Bagian dua

11 2 0
                                    










"Ya tugas seorang 'calon kakak' emang harus begini kan?" ucap San dengan ekspresi yang tidak dipahami oleh Rara. San pun langsung pergi setelah mengatakan itu. Pahit rasanya mengatakan hal seperti itu didepan orang yang sudah lama dia cintai itu.

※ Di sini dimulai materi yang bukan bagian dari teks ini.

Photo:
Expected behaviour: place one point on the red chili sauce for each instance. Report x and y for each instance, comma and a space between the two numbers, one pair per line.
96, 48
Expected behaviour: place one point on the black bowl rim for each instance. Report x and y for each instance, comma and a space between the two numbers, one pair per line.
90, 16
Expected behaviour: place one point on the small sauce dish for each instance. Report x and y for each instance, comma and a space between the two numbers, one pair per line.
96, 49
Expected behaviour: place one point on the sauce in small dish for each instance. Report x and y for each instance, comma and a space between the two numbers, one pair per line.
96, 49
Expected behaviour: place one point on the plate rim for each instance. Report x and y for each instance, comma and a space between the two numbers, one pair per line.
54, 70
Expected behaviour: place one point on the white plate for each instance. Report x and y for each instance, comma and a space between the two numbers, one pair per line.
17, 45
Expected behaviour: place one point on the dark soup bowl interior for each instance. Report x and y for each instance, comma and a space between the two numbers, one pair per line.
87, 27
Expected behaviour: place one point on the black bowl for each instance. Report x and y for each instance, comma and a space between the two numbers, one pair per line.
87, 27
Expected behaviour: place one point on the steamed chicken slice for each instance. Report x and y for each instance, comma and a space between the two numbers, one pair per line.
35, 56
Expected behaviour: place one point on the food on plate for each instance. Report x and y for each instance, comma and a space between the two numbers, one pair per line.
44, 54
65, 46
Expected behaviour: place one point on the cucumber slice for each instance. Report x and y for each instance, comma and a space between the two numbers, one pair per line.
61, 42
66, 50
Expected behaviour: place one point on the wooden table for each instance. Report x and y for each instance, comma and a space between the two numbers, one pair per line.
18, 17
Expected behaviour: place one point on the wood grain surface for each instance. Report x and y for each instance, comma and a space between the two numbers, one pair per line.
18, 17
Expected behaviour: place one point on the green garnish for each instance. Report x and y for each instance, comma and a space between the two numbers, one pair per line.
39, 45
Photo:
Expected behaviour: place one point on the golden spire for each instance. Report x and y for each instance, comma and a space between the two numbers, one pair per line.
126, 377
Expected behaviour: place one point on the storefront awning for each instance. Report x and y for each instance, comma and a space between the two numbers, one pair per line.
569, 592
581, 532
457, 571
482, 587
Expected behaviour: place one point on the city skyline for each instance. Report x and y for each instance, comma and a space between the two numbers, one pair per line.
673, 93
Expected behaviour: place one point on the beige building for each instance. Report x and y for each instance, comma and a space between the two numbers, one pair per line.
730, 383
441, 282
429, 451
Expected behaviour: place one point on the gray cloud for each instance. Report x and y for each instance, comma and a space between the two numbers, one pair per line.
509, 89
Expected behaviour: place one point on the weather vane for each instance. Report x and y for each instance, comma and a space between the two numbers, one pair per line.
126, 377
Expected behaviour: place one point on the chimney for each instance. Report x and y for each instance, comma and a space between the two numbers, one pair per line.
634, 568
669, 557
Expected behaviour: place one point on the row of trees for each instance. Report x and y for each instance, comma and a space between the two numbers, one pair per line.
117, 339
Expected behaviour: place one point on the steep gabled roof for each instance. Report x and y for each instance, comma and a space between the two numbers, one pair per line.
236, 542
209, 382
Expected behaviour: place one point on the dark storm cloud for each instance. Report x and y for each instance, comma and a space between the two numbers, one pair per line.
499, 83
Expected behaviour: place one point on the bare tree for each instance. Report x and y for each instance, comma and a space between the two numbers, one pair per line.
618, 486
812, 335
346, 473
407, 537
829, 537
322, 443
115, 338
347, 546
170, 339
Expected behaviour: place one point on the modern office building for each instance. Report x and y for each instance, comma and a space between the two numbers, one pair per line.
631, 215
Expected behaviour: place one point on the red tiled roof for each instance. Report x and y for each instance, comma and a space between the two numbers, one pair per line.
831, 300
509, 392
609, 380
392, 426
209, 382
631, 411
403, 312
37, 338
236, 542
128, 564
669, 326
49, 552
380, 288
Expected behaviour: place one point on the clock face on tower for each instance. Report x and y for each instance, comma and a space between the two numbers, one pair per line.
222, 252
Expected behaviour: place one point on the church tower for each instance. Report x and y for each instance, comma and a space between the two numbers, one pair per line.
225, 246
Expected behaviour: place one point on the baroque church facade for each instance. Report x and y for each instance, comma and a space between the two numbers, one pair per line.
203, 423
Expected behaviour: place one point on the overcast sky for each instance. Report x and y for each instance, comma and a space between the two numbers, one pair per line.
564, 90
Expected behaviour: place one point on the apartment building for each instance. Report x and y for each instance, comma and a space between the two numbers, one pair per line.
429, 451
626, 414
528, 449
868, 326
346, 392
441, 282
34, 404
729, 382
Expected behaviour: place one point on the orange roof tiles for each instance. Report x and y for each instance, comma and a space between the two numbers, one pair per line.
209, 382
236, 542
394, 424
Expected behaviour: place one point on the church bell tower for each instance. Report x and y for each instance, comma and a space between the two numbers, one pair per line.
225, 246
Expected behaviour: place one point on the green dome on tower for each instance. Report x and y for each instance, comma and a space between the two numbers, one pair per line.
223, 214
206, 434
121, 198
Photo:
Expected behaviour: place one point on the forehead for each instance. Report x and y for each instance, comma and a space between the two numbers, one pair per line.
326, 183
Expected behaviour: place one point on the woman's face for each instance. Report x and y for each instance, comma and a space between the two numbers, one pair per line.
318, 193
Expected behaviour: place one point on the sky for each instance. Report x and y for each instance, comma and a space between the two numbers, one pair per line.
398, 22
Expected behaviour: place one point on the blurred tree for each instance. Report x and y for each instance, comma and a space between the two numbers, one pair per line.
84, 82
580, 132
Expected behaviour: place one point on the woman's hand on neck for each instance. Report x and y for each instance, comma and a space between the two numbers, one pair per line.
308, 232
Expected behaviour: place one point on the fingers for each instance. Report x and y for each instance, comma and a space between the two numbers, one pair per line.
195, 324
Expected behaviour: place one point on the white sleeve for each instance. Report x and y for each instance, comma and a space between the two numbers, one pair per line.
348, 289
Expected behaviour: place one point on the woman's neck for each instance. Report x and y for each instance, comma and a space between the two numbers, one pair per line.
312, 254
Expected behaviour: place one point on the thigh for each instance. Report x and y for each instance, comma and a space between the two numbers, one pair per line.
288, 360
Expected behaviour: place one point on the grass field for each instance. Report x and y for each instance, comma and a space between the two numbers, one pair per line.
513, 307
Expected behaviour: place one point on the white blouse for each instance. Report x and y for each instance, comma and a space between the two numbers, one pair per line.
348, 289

Sudah bertahun-tahun San menyimpan rasa kepada Rara. Dan dia harus mengubur perasaannya dalam-dalam karena pernikahan kedua orang tua mereka. Itulah alasan San sangat ingin menentang pernikahan orang tua mereka.

Tetapi, setelah dia pikir-pikir, dia tidak bisa melarang orang yang sudah merawatnya sejak ia pertama kali melihat dunia ini untuk bahagia. Terlepas dari alasan mereka akan menjadi saudara pun, San tetap tidak akan berani mengungkapkan perasaannya kepada Rara.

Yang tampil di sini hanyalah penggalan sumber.